Maine’s high court said Tuesday that the state’s first-in-the-nation ranked-choice voting system is unconstitutional, throwing the voter-approved law into jeopardy ahead of the key 2018 campaign when it was supposed to be implemented. In a unanimous, 44-page opinion issued Tuesday, the Maine Supreme Judicial Court’s seven justices agreed with Attorney General Janet Mills, Secretary of State Matthew Dunlap and Republican legislators that the system violates a provision of the Maine Constitution that allows elections to be won by pluralities — and not necessarily majorities — of votes.
But Maine’s history of plurality elections that colored the referendum approved by 52 percent of voters in 2016 and the non-binding opinion from the high court casts doubt that Maine will pioneer the change in its gubernatorial, congressional and legislative elections.
Gov.
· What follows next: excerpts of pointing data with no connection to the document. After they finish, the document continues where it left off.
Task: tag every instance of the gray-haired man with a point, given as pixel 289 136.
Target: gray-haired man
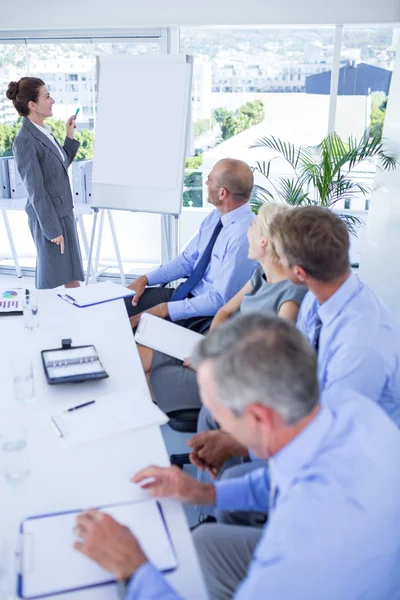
pixel 331 532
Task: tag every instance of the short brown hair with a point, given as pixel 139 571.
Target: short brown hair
pixel 22 92
pixel 315 239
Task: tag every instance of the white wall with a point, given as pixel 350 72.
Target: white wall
pixel 68 14
pixel 380 257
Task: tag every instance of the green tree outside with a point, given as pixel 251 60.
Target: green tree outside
pixel 233 122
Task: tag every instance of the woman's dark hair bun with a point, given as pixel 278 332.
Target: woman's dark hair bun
pixel 12 90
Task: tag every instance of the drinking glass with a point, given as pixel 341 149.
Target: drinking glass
pixel 31 312
pixel 15 454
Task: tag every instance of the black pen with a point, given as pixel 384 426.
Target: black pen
pixel 80 406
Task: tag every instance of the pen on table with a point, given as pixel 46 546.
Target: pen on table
pixel 59 432
pixel 80 406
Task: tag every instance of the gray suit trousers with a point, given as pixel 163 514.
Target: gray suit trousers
pixel 225 552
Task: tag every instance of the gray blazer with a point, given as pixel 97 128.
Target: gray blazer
pixel 45 176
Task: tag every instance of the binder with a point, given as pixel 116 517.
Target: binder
pixel 78 181
pixel 4 178
pixel 17 187
pixel 49 564
pixel 88 168
pixel 97 293
pixel 12 301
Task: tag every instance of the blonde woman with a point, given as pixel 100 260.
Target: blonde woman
pixel 173 384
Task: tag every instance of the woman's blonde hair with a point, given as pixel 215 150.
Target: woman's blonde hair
pixel 266 215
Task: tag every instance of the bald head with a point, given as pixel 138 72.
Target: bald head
pixel 236 177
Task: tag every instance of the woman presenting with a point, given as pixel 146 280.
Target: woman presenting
pixel 43 166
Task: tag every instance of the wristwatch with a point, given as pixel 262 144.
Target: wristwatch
pixel 122 587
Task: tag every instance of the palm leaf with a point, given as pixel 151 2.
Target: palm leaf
pixel 292 191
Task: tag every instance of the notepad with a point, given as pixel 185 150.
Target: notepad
pixel 166 337
pixel 96 294
pixel 50 565
pixel 107 416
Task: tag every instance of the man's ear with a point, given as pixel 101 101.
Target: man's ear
pixel 223 193
pixel 260 414
pixel 300 273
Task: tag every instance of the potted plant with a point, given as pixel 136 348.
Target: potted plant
pixel 322 174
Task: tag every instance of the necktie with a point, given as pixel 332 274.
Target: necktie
pixel 317 333
pixel 185 288
pixel 274 490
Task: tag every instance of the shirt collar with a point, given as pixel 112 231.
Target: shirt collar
pixel 287 464
pixel 236 214
pixel 329 310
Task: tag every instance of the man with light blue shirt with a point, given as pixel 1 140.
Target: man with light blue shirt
pixel 355 336
pixel 215 262
pixel 334 504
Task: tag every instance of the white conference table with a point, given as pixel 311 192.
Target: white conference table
pixel 92 474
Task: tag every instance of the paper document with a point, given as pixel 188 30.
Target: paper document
pixel 107 416
pixel 166 337
pixel 95 294
pixel 50 565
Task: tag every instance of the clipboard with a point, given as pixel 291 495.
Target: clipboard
pixel 11 301
pixel 98 293
pixel 72 364
pixel 44 572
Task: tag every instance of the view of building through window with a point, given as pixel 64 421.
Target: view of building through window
pixel 247 84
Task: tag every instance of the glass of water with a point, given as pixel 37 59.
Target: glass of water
pixel 31 312
pixel 24 389
pixel 15 454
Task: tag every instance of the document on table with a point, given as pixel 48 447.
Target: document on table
pixel 50 565
pixel 166 337
pixel 106 416
pixel 98 293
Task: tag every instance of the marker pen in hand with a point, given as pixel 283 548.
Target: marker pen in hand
pixel 75 115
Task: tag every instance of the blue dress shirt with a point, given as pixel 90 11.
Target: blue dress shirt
pixel 359 344
pixel 334 531
pixel 228 271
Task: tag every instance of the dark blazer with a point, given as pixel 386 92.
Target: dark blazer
pixel 45 176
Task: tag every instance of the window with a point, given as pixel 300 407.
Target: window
pixel 69 71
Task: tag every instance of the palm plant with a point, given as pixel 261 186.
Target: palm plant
pixel 322 174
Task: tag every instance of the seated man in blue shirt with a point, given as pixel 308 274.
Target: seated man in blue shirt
pixel 333 531
pixel 357 339
pixel 215 261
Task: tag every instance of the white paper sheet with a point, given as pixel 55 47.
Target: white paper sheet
pixel 166 337
pixel 50 564
pixel 95 294
pixel 108 416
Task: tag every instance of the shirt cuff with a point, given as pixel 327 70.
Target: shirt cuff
pixel 231 494
pixel 154 277
pixel 175 310
pixel 149 583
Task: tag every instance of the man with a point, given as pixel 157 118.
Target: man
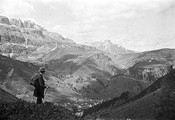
pixel 39 85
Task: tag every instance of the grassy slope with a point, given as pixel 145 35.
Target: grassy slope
pixel 155 101
pixel 6 97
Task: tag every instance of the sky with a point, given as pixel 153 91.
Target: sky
pixel 138 25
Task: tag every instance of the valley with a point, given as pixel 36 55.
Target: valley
pixel 80 75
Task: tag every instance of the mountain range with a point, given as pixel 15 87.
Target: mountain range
pixel 76 74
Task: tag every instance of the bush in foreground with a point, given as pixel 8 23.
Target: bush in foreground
pixel 22 110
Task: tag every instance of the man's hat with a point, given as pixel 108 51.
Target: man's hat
pixel 42 69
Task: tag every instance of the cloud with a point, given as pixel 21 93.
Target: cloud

Paul LePage was elected with pluralities in 2010 and 2014, though his Democratic predecessor, John Baldacci, also never won the governor’s office with a majority. If a ranked-choice system were in place in 2010, a Bangor Daily News simulation found that independent Eliot Cutler would have been favored to win.
The Legislature and Dunlap’s office haven’t moved to implement the law amid the uncertainty around its legality. Now the Legislature will be under pressure either to throw out the law or amend the Constitution to allow it.